Certos críticos interpretam o final de La Strada como o fechar melancólico do círculo: na costa onde a aventura começou, Zampanò chora a mulher morta e a miséria dos seus próprios actos. A história corresponderia a um círculo negro, triste como a morte, vão como as lágrimas que correm depois de tudo já estar perdido. Parece-me, porém, uma leitura redutora. E, embora não saiba se a admiração do Papa Francisco pelo filme tem alguma coisa a ver com esta conclusão, julgo que é ela que justifica a ideia de estarmos perante o filme mais cristão de Fellini.

Numa cena anterior, quando Gelsomina se despede das freiras que os acolheram no convento, vemos um grande crucifixo ao fundo.

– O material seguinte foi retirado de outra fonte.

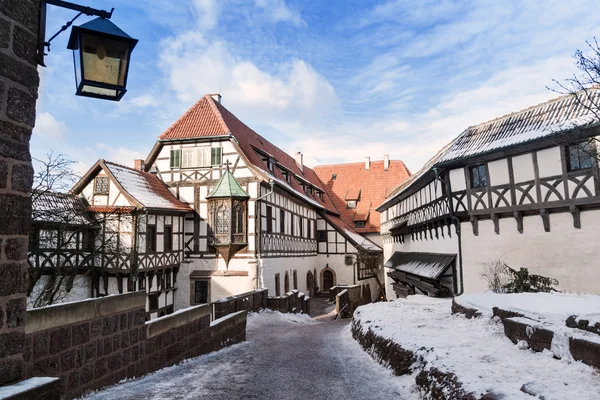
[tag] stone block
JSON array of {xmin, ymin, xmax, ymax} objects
[
  {"xmin": 61, "ymin": 349, "xmax": 77, "ymax": 371},
  {"xmin": 68, "ymin": 370, "xmax": 80, "ymax": 390},
  {"xmin": 130, "ymin": 327, "xmax": 139, "ymax": 344},
  {"xmin": 121, "ymin": 331, "xmax": 130, "ymax": 348},
  {"xmin": 122, "ymin": 347, "xmax": 131, "ymax": 365},
  {"xmin": 0, "ymin": 262, "xmax": 27, "ymax": 295},
  {"xmin": 108, "ymin": 352, "xmax": 122, "ymax": 370},
  {"xmin": 120, "ymin": 312, "xmax": 129, "ymax": 330},
  {"xmin": 6, "ymin": 87, "xmax": 36, "ymax": 126},
  {"xmin": 22, "ymin": 334, "xmax": 31, "ymax": 362},
  {"xmin": 84, "ymin": 342, "xmax": 96, "ymax": 362},
  {"xmin": 6, "ymin": 297, "xmax": 26, "ymax": 328},
  {"xmin": 49, "ymin": 327, "xmax": 71, "ymax": 355},
  {"xmin": 12, "ymin": 25, "xmax": 37, "ymax": 66},
  {"xmin": 96, "ymin": 338, "xmax": 104, "ymax": 358},
  {"xmin": 113, "ymin": 333, "xmax": 121, "ymax": 350},
  {"xmin": 0, "ymin": 330, "xmax": 24, "ymax": 358},
  {"xmin": 502, "ymin": 318, "xmax": 553, "ymax": 352},
  {"xmin": 102, "ymin": 315, "xmax": 118, "ymax": 336},
  {"xmin": 91, "ymin": 318, "xmax": 103, "ymax": 338},
  {"xmin": 32, "ymin": 355, "xmax": 59, "ymax": 376},
  {"xmin": 72, "ymin": 322, "xmax": 90, "ymax": 346},
  {"xmin": 570, "ymin": 337, "xmax": 600, "ymax": 369},
  {"xmin": 80, "ymin": 362, "xmax": 94, "ymax": 383},
  {"xmin": 95, "ymin": 357, "xmax": 107, "ymax": 379},
  {"xmin": 10, "ymin": 163, "xmax": 33, "ymax": 193},
  {"xmin": 0, "ymin": 0, "xmax": 39, "ymax": 33},
  {"xmin": 32, "ymin": 331, "xmax": 49, "ymax": 359},
  {"xmin": 0, "ymin": 158, "xmax": 7, "ymax": 188},
  {"xmin": 4, "ymin": 237, "xmax": 27, "ymax": 261},
  {"xmin": 0, "ymin": 17, "xmax": 9, "ymax": 48},
  {"xmin": 131, "ymin": 344, "xmax": 139, "ymax": 362}
]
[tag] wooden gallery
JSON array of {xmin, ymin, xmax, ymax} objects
[{"xmin": 378, "ymin": 89, "xmax": 600, "ymax": 298}]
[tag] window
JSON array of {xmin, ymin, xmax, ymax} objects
[
  {"xmin": 232, "ymin": 203, "xmax": 244, "ymax": 234},
  {"xmin": 165, "ymin": 270, "xmax": 172, "ymax": 289},
  {"xmin": 280, "ymin": 210, "xmax": 285, "ymax": 233},
  {"xmin": 149, "ymin": 294, "xmax": 159, "ymax": 310},
  {"xmin": 94, "ymin": 176, "xmax": 109, "ymax": 194},
  {"xmin": 355, "ymin": 221, "xmax": 366, "ymax": 228},
  {"xmin": 345, "ymin": 255, "xmax": 354, "ymax": 266},
  {"xmin": 317, "ymin": 191, "xmax": 324, "ymax": 201},
  {"xmin": 139, "ymin": 274, "xmax": 146, "ymax": 291},
  {"xmin": 469, "ymin": 164, "xmax": 488, "ymax": 188},
  {"xmin": 299, "ymin": 217, "xmax": 303, "ymax": 237},
  {"xmin": 293, "ymin": 270, "xmax": 298, "ymax": 290},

Se Gelsomina tinha já descoberto o propósito da sua vida, esse propósito ganha a partir daí o sentido radical daquilo que na linguagem cristã se chama a sabedoria da cruz — essa que, como disse São Paulo, é escândalo para os judeus, loucura para os gentios e uma não-entidade para os críticos modernos. A aparição do crucifixo parece significar que a decisão da protagonista não tem um valor condicional, não pertence à lógica do “vamos ver no que dá”. É um sinal que radicaliza a descoberta que Gelsomina tinha feito sobre si mesma, expressando a possibilidade de ir até ao fim no amor por alguém incapaz de retribuir esse mesmo amor. Ela acaba por enlouquecer, por ter entregado a vida a quem matou o seu melhor amigo. Mas, mais do que um final infeliz, isso é o corolário da decisão simbolizada pelo crucifixo: a revelação do “escândalo” que esse símbolo encerra. Zampanò não parece acabar melhor, caído na praia a chorar como um menino perdido. Mas também aí as aparências escondem o mais importante: o primeiro momento em que se reconhece fraco é o primeiro momento em que toma consciência de si. O filme termina com Zampanò a libertar-se da ilusão das ilusões, aquela que a tradição cristã considera a mais perigosa de todas, a ilusão da auto-suficiência.

Enquanto o homem chora de cabeça enfiada na areia, Fellini mostra-nos as ondas que continuam a chegar à praia, numa cadência serena e regular. Mistérios de uma impenetrável magia. O cinema em estado de graça.